Couronné par le National Book Award en 2007 pour Arbre de fumée (Christian Bourgois, 2008, repris en 10/18), Denis Johnson a de longue date l’habitude de détourner les genres. Il s’est ainsi approprié les codes du roman noir dans Personne ne bouge (Christian Bourgois, 2009, repris en 10/18), comme il l’avait précédemment fait avec ceux du roman d’espionnage dans Des étoiles à midi (Christian Bourgois, 2003).
Une veine que l’on retrouve aujourd’hui au cœur des Monstres qui ricanent. L’action ne se situe plus entre le Nicaragua et le Costa Rica des années 1980. Le héros de Denis Johnson revient à Freetown, en Sierra Leone, où il ne s’est pas rendu depuis onze ans. Roland Nair a 38 ans. Notre homme a laissé derrière lui Amsterdam et Tina, avocate qui y travaille pour l’Otan, et fait escale à Heathrow.
A moitié américain et à moitié scandinave, Nair a du gris dans la barbe mais pas dans les cheveux. On comprend qu’il a travaillé pour l’Otan, posé des câbles à fibre optique, qu’il prétend s’occuper de budget et de fiscalité. Mais surtout qu’il est du genre barbouze.

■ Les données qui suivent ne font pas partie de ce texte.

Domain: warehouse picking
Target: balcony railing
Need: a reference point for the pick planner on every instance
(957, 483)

Et cherche à vendre, à qui paye en liquide et en dollars, des cartes du réseau cyberoptique militaire installé par les Etats-Unis dans sept pays d’Afrique de l’Ouest, ou une liste des coordonnées GPS de douze locaux technologiques sécurisés.
Il est ici question d’espionnage, de secrets d’Etat, de trahison. D’un type qui raffole "du bordel. De l’anarchie. De la folie. De tout ce qui s’effondre". Un Nair parti à la rencontre d’une vieille connaissance. De Michael Adriko, orphelin de guerre et soldat multicarte qu’on dit originaire du Congo et qui dispose d’un passeport ghanéen. Adriko, Nair le sait, est quelqu’un avec qui il faut marcher sur des œufs. Même s’il clame être un homme nouveau et qu’il lui promet qu’ils vont devenir riches…
Les monstres qui ricanent vous happe et vous entraîne vers un voyage, pour le moins étrange et chaotique, qui mène jusqu’en Ouganda. La route n’est jamais droite, sans cesse semée d’embûches. Les protagonistes de l’affaire, eux aussi, n’avancent guère droit… Une nouvelle fois, Denis Johnson prouve sa capacité à jouer avec le flottement, la torpeur et l’action. L’Américain a une manière bien à lui d’installer un décor moite et de lancer ses protagonistes dans un univers obscur, aux frontières incertaines, où ils ont toutes les chances de se perdre. Al. F.